The recent federal budget may not have been the most captivating for businesses, but it does bring a few noteworthy changes that business owners should be aware of. Let’s delve into the key takeaways and understand how they might impact businesses.

  1. Stage Three Tax Cuts: The Labor Government has kept the stage three tax cuts intact despite speculation. The Stage 3 tax cuts completely abolish the 37 per cent marginal tax bracket and lower the 32.5 per cent marginal tax rate to 30 per cent. They come into effect on 1st July 2024.
  2. Changes to Asset Write-Off: The temporary full expensing, or instant asset write-off, which allowed immediate deductions during the COVID period, will end at the conclusion of this financial year. Starting from July 1st, 2023, small to medium businesses can only deduct up to $20,000 per asset, while larger firms with a turnover over $10 million can only deduct assets worth less than $300.
  3. Small Business Energy Incentive: The government has introduced the Small Business Energy Incentive, aimed at encouraging the purchase of new and energy-efficient equipment up to $100,000. This might sound generous, but even if you were to spend the full $100,00, you’d only receive a maximum tax benefit of $9,400.
  4. Tax (PAYG and GST) Instalments: The Government will reduce the GDP adjustment factor for Pay As You Go (PAYG) and GST instalments from 12 per cent to 6 per cent for the 2023–24 income year. However, it’s important to note that this primarily affects cash flow and may result in slightly higher tax bills at the end of the year.
  5. Small Business Amnesty: Small businesses with an aggregated turnover of less than $10 million who have not lodged a tax return since December 2019, have until the end of this calendar year (December 31st) to lodge without any penalties.
  6. Superannuation Updates: Starting 1st July 2023, the superannuation rate will increase to 11%. Additionally, employers will be required to pay super on the same day as they pay wages. However, this change will take effect on July 1st, 2026. Furthermore, there will be an additional tax on superannuation balances over $3 million, as confirmed in the recent budget.

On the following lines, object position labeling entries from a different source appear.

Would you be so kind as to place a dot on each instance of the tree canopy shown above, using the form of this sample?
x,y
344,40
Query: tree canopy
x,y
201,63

  7. Increased Compliance Activities: The Australian Taxation Office (ATO) received significant funding for compliance activities, indicating a potential increase in audits and other compliance measures in the coming years.

While the federal budget may not have brought groundbreaking business-related measures, it’s crucial for businesses to stay informed about the changes outlined above. Adapting to these alterations will help businesses navigate the evolving financial landscape more effectively and ensure compliance with tax regulations.